I think many may be led to believe that this means you have to own some sort of business, but I believe that at the core of this finding may be that you need to love what you do. A passionate employee or business owner will always outperform a competitor who doesn’t enjoy their daily activity.
I’ve said this many times in this letter: the vast majority of people aren’t even trying. They’re not even making an attempt at what our readers are doing in seeking financial independence.
Choosing to go down this path of wealthy living is rare.
But what is not rare, and what keeps coming up as a common denominator when I speak with and interview individuals who’ve achieved financial success, is that they love what they are doing so much that if they weren’t being paid for it, it would probably fall in line with being their hobby.

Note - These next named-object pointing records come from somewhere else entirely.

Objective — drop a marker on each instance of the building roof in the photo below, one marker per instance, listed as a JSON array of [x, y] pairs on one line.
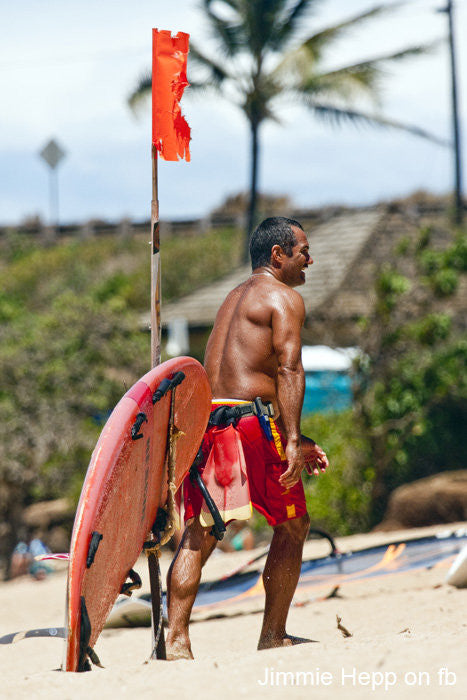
[[334, 245]]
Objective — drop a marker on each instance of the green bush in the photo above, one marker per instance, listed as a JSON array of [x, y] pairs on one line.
[[338, 500]]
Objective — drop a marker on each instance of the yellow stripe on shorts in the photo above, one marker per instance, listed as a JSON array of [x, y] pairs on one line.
[[277, 440]]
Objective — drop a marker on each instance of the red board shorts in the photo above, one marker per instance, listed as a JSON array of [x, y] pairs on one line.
[[265, 463]]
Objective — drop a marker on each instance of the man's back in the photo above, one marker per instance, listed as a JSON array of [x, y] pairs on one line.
[[241, 356]]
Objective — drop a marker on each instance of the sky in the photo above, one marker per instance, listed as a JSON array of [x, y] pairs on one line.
[[67, 69]]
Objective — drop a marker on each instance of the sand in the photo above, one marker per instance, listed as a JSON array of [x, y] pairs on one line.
[[407, 628]]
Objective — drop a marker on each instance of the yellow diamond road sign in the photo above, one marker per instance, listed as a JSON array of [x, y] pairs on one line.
[[52, 154]]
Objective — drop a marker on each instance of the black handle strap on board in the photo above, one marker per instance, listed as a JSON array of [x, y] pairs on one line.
[[218, 529], [140, 419], [167, 385], [129, 586], [86, 652]]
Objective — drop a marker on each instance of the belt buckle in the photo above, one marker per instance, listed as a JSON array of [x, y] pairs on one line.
[[262, 409]]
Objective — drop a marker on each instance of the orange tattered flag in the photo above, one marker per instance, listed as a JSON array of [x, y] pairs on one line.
[[170, 130]]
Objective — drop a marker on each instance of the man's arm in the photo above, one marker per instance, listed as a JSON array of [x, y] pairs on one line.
[[287, 320]]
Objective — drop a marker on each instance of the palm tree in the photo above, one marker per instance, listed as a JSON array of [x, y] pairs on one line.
[[261, 59]]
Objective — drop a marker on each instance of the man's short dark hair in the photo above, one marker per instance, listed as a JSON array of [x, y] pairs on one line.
[[276, 230]]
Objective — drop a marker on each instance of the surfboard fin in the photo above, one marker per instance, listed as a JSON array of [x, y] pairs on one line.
[[130, 586], [93, 547]]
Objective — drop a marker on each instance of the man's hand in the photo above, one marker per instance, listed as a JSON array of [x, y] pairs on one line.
[[315, 459], [294, 455]]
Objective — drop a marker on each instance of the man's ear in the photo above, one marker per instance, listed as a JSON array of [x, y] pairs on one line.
[[277, 255]]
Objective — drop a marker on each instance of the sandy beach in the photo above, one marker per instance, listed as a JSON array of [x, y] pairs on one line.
[[409, 641]]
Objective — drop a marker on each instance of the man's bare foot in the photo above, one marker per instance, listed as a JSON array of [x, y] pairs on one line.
[[178, 649], [287, 641], [176, 655]]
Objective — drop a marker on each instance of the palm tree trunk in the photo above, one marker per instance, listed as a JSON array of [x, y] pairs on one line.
[[252, 203]]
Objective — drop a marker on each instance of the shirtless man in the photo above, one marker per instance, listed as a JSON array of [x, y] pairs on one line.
[[255, 350]]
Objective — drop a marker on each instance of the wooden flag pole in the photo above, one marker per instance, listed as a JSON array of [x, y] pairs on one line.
[[172, 133], [155, 268], [158, 651]]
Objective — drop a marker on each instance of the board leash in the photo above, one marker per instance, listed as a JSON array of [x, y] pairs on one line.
[[164, 525]]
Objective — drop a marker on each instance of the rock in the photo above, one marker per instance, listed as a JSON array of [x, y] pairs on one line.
[[441, 498]]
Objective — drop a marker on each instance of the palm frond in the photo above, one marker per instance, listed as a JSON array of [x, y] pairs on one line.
[[290, 22], [217, 74], [339, 115], [312, 48], [385, 58]]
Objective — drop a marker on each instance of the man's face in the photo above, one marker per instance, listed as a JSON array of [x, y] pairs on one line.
[[294, 267]]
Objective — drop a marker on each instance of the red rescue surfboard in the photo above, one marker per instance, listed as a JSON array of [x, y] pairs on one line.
[[125, 484]]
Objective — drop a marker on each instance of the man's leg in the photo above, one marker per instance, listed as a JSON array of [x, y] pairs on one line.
[[183, 580], [280, 578]]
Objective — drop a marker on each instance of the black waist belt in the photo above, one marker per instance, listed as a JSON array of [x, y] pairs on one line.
[[226, 415]]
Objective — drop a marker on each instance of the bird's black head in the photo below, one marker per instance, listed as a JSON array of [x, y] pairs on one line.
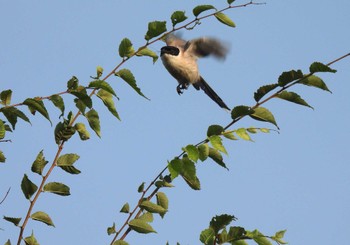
[[169, 50]]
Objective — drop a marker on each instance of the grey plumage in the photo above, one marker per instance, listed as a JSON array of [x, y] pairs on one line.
[[180, 59]]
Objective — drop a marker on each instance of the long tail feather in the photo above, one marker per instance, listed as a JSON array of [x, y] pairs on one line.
[[211, 93]]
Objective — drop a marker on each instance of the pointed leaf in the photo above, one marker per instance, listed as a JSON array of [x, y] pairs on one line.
[[58, 102], [13, 220], [125, 48], [263, 114], [223, 18], [12, 113], [107, 100], [42, 217], [155, 28], [203, 151], [242, 133], [82, 131], [319, 67], [289, 76], [315, 81], [39, 163], [293, 97], [216, 156], [125, 208], [216, 142], [201, 8], [5, 97], [31, 240], [262, 91], [221, 221], [111, 230], [28, 187], [128, 77], [178, 17], [192, 152], [102, 85], [94, 121], [241, 111], [149, 53], [57, 188], [141, 226], [37, 105], [214, 130]]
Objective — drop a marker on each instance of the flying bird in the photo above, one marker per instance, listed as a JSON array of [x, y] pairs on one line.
[[180, 59]]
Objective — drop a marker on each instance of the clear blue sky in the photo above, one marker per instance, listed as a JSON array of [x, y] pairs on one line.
[[297, 180]]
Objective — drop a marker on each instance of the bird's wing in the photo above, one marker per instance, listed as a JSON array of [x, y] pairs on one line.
[[205, 46]]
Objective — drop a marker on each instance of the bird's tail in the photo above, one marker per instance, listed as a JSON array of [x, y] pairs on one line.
[[211, 93]]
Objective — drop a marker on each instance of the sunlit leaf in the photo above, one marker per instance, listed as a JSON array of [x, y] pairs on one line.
[[28, 187], [42, 217], [223, 18]]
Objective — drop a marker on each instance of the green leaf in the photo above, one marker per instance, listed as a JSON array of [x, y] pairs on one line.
[[66, 162], [141, 187], [319, 67], [241, 111], [216, 142], [214, 130], [28, 187], [278, 237], [12, 113], [201, 8], [128, 77], [120, 242], [102, 85], [2, 130], [111, 230], [125, 208], [289, 76], [125, 48], [149, 53], [192, 152], [207, 236], [141, 226], [263, 114], [107, 100], [175, 167], [152, 207], [42, 217], [242, 133], [262, 91], [293, 97], [83, 133], [57, 188], [315, 81], [37, 105], [203, 151], [155, 28], [31, 240], [94, 121], [221, 221], [2, 157], [223, 18], [5, 97], [189, 174], [216, 156], [13, 220], [162, 200], [39, 163], [73, 83], [178, 17], [83, 97], [58, 102]]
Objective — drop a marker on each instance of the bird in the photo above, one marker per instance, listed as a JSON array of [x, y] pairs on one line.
[[180, 59]]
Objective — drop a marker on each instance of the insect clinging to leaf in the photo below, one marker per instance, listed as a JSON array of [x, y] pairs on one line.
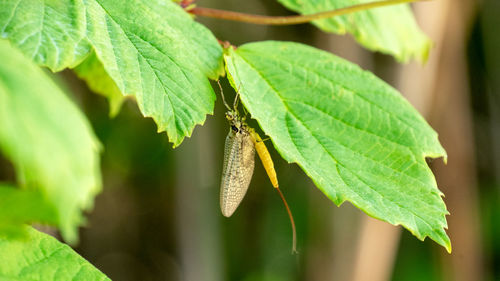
[[239, 160]]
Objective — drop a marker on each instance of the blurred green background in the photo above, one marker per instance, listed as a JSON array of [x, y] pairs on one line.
[[158, 217]]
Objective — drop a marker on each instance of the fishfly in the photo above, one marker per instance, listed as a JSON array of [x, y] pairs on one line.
[[239, 153]]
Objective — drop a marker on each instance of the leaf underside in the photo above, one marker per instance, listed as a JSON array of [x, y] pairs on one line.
[[353, 134], [391, 30]]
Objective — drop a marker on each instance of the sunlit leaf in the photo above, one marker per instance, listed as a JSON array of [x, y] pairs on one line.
[[158, 54], [98, 80], [19, 207], [354, 135], [48, 139], [50, 32], [151, 49], [42, 257]]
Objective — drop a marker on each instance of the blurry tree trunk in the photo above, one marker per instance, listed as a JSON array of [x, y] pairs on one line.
[[451, 116], [445, 77]]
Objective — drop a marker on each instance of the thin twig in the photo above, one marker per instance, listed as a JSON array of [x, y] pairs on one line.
[[289, 20]]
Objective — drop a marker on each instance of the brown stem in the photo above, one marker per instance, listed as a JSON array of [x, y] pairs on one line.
[[289, 20]]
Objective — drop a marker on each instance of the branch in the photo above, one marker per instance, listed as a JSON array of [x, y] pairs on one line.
[[289, 20]]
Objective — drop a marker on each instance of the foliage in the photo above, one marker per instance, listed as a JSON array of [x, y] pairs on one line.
[[47, 138], [354, 135], [42, 257]]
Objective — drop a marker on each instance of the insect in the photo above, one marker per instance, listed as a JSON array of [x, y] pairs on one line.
[[239, 153]]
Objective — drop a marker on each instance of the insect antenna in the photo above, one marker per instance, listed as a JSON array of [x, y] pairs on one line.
[[222, 95], [292, 222], [236, 99]]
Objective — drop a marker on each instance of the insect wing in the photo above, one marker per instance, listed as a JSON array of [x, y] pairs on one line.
[[239, 157]]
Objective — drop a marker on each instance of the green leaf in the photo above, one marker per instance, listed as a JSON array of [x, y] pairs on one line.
[[42, 257], [353, 134], [52, 33], [98, 80], [158, 54], [391, 30], [19, 207], [48, 139], [152, 49]]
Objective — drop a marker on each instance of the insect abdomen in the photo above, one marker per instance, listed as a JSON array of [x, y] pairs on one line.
[[265, 157], [239, 155]]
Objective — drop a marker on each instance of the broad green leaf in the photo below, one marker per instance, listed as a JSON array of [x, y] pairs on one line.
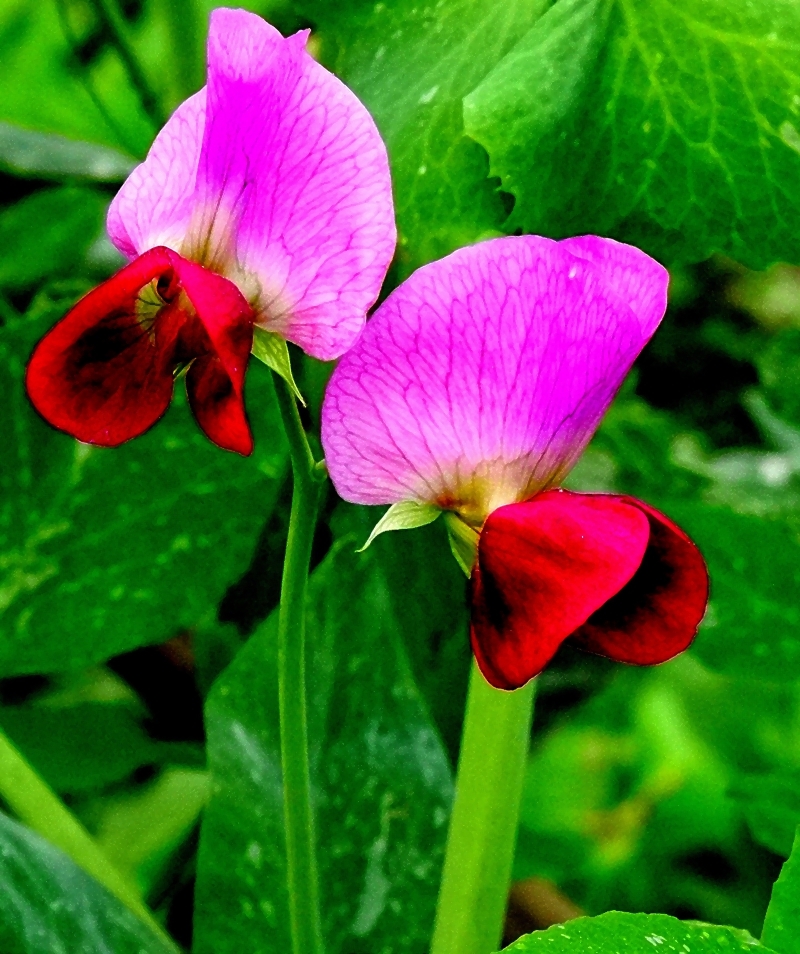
[[274, 352], [673, 126], [771, 805], [405, 515], [44, 88], [411, 62], [82, 747], [635, 934], [47, 234], [104, 550], [140, 830], [752, 626], [782, 923], [42, 156], [427, 591], [49, 906], [779, 370], [379, 774]]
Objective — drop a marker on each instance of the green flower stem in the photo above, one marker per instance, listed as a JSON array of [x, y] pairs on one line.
[[483, 826], [111, 18], [300, 843], [34, 803]]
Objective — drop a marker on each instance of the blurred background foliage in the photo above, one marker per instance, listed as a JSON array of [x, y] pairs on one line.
[[131, 579]]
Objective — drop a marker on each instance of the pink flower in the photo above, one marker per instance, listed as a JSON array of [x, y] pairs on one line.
[[474, 389], [265, 201]]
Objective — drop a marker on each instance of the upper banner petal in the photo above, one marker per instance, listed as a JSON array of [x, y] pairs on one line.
[[479, 381], [656, 615], [155, 204], [543, 568], [275, 176]]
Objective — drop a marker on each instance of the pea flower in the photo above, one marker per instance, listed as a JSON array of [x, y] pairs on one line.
[[264, 205], [473, 390]]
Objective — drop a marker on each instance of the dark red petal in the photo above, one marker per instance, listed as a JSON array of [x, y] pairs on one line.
[[655, 616], [105, 372], [544, 566], [215, 381], [218, 408], [100, 374]]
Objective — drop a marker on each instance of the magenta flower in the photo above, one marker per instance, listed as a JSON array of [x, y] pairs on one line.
[[265, 201], [474, 389]]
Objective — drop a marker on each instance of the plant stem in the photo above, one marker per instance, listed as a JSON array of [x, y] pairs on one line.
[[298, 817], [483, 826], [35, 804], [114, 22]]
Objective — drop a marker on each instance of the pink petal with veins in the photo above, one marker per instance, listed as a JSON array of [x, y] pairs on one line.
[[154, 206], [480, 380], [276, 177]]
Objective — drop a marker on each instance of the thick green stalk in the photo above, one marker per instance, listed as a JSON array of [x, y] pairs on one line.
[[298, 817], [117, 28], [34, 803], [483, 826]]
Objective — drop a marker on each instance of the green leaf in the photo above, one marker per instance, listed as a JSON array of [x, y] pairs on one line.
[[49, 906], [47, 234], [635, 934], [104, 550], [405, 515], [779, 370], [411, 63], [752, 627], [274, 352], [42, 156], [80, 748], [46, 86], [782, 922], [140, 830], [671, 126], [427, 592], [771, 805], [380, 775]]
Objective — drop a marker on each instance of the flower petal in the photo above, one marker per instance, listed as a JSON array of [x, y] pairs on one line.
[[479, 381], [104, 373], [275, 176], [299, 159], [99, 374], [155, 204], [656, 614], [215, 381], [543, 568], [635, 277]]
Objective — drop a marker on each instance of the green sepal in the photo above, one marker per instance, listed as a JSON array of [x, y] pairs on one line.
[[463, 542], [274, 352], [404, 515]]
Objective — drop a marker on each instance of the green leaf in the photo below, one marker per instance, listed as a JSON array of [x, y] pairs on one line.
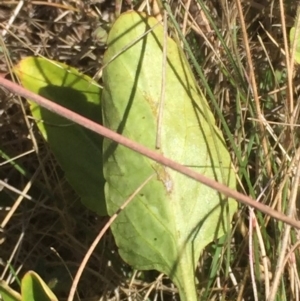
[[33, 288], [77, 150], [7, 293], [173, 218], [297, 44]]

When it comes to spending, living below and within your means is a must! This is especially true in the early days of your asset accumulation phase.
What’s “normal” is not normal, and it has absolutely destroyed the middle class. The mindset of financing everything has seriously created a hallowed out middle class that is nothing more than an illusion here in many parts of the U.S., specifically in California and New York, where even high income-producing families have become debt slaves.
The use of debt and its normalcy have created a massive amount of inflation, which has only further made Americans dependent on debt. Imagine if everyone decided to be fiscally prudent and not use debt so willingly. Housing prices would almost immediately fall. Auto manufacturers would drop their prices as well and would become far more efficient in how they build and sell vehicles to us.
Unfortunately, the government and Wall Street have masterfully conditioned the citizens of this country to use debt as a first choice to purchase goods and services, inflating prices and wreaking havoc on a once thriving middle class.
There isn’t much we can do for all of the walking consumer zombies, but for ourselves, we can choose another way. A better way. Sustainable (smart) decisions compound over time, just like an interest-bearing account. Becoming financially independent is a lifestyle… it’s not just about money, it is a healthy and independent life that breaks the mold of conventional living that nearly everyone you know will choose.